Yeah the tubes look quite small, the bigger ones that someone posted on here looked cool though


----------



## bexy1989 (May 10, 2009)

I used to have a habitrail and they are AWFUL. i was cleaning out my hamster once and it broke! 

i couldn't get it back together at all! 

barred cages are alot better, or get a glass tank like a perfecto


----------



## Jazzy (Apr 15, 2009)

I think they are warmer for hamsters than barred cages.

I've never had the misfortune to break any of it.

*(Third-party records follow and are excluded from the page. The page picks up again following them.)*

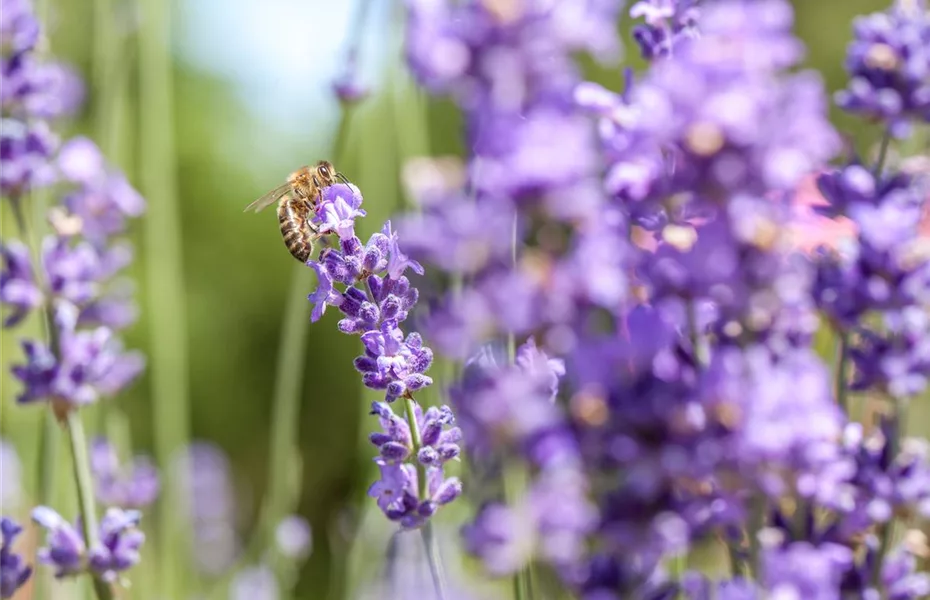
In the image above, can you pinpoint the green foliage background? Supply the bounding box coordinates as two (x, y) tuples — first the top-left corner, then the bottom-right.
(0, 0), (930, 599)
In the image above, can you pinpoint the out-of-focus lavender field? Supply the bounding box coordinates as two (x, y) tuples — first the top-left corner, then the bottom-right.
(0, 0), (930, 600)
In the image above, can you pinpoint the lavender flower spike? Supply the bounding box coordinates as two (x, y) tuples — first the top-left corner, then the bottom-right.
(0, 517), (32, 598)
(32, 506), (145, 582)
(308, 180), (462, 528)
(90, 438), (159, 508)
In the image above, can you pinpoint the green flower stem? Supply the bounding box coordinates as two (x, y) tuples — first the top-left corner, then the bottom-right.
(871, 398), (910, 597)
(139, 0), (191, 598)
(420, 522), (446, 600)
(65, 410), (113, 600)
(687, 300), (709, 367)
(403, 392), (446, 600)
(834, 331), (849, 415)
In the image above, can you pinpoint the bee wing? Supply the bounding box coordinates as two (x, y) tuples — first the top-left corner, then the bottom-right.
(243, 183), (291, 212)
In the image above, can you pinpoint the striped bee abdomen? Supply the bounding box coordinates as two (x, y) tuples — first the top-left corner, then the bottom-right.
(278, 196), (315, 263)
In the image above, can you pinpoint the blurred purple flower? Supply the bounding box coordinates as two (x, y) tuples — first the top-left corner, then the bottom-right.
(229, 565), (281, 600)
(32, 506), (145, 582)
(0, 118), (58, 197)
(836, 0), (930, 137)
(90, 438), (159, 508)
(173, 441), (242, 577)
(762, 542), (853, 600)
(630, 0), (699, 60)
(0, 517), (32, 598)
(89, 508), (145, 582)
(0, 240), (43, 327)
(275, 515), (313, 560)
(58, 137), (145, 246)
(13, 302), (144, 407)
(0, 0), (39, 56)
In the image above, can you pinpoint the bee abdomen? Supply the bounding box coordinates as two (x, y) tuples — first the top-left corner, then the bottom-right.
(278, 198), (313, 263)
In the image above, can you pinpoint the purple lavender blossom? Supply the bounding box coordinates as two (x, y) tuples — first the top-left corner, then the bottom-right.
(32, 506), (145, 582)
(0, 436), (23, 511)
(32, 506), (87, 577)
(90, 438), (159, 508)
(0, 240), (43, 327)
(820, 419), (930, 538)
(13, 302), (144, 408)
(0, 517), (32, 598)
(58, 137), (145, 246)
(368, 458), (462, 529)
(836, 0), (930, 137)
(275, 515), (313, 560)
(0, 118), (58, 197)
(173, 441), (242, 577)
(308, 185), (462, 529)
(89, 508), (145, 582)
(630, 0), (699, 60)
(0, 0), (39, 56)
(762, 542), (853, 600)
(368, 402), (462, 467)
(229, 565), (281, 600)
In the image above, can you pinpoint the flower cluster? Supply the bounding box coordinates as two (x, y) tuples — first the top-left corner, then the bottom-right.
(0, 0), (83, 198)
(836, 0), (930, 137)
(307, 184), (462, 528)
(0, 517), (32, 598)
(0, 0), (149, 590)
(32, 506), (145, 582)
(90, 438), (159, 508)
(398, 0), (930, 600)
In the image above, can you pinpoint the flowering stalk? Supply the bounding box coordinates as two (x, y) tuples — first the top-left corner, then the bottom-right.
(0, 1), (150, 600)
(66, 411), (113, 600)
(307, 185), (461, 597)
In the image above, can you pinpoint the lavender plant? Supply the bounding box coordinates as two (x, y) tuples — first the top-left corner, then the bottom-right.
(0, 0), (145, 599)
(307, 185), (462, 528)
(401, 0), (930, 599)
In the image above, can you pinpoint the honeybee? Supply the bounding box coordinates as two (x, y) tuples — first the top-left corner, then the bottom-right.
(245, 160), (349, 262)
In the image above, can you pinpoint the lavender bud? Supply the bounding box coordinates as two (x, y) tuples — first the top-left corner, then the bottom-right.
(410, 348), (433, 373)
(404, 373), (433, 392)
(381, 441), (410, 462)
(0, 517), (32, 598)
(275, 515), (313, 560)
(384, 381), (407, 402)
(417, 447), (439, 467)
(355, 356), (378, 373)
(381, 294), (400, 319)
(362, 246), (381, 273)
(336, 319), (364, 334)
(366, 275), (384, 302)
(362, 373), (390, 390)
(420, 420), (442, 446)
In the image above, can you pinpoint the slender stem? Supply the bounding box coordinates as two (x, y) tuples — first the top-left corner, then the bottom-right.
(65, 410), (113, 600)
(504, 209), (532, 600)
(420, 522), (446, 600)
(10, 194), (29, 238)
(396, 392), (446, 600)
(834, 331), (849, 415)
(404, 392), (426, 500)
(746, 496), (766, 581)
(872, 129), (891, 177)
(260, 265), (312, 545)
(139, 0), (191, 598)
(871, 398), (909, 597)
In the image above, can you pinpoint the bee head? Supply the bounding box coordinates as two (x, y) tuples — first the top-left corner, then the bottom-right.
(316, 160), (336, 186)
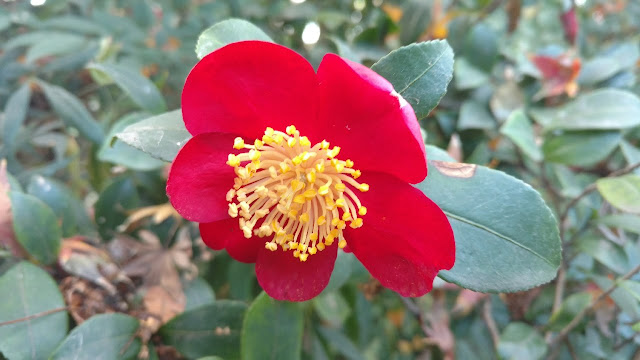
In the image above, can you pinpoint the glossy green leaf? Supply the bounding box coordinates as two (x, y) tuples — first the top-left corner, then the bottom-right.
(371, 40), (453, 119)
(417, 160), (562, 292)
(27, 175), (95, 237)
(0, 262), (69, 360)
(9, 191), (62, 265)
(596, 174), (640, 213)
(546, 89), (640, 130)
(500, 110), (542, 161)
(88, 63), (167, 114)
(196, 19), (273, 59)
(241, 292), (303, 360)
(183, 277), (216, 311)
(498, 322), (547, 360)
(98, 113), (166, 171)
(51, 313), (141, 360)
(542, 131), (622, 166)
(116, 109), (191, 162)
(38, 81), (104, 144)
(159, 300), (247, 360)
(548, 292), (592, 331)
(2, 82), (31, 150)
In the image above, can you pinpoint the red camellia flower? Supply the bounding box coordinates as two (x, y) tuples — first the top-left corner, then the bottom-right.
(167, 41), (455, 301)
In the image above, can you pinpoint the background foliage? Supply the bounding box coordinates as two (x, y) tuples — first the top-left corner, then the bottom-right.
(0, 0), (640, 360)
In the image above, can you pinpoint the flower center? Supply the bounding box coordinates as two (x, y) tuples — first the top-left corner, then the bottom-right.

Well I like them anyway if even others don't.:001_tt2:


----------



## Flissy (Jul 27, 2009)

Jazzy said:


> I think they are warmer for hamsters than barred cages.
> 
> I've never had the misfortune to break any of it.
> 
> Well I like them anyway if even others don't.:001_tt2:


Well we don't all have to agree!! I think all cages have good and bad points 

Except maybe not this one:... I just can't fault it


----------



## Jazzy (Apr 15, 2009)

Flissy said:


> Well we don't all have to agree!! I think all cages have good and bad points
> 
> Except maybe not this one:... I just can't fault it


:lol: :lol:


----------



## Nathan91 (Aug 17, 2009)

CharleyRogan said:


> No!!! They are rubbish along with rotastak! That is welllllll tooooo small!
> 
> IMO you should get a largish, barred cage. This gives your hammys a chance to climb, and they are much bigger in size than the crappy plastic things you get.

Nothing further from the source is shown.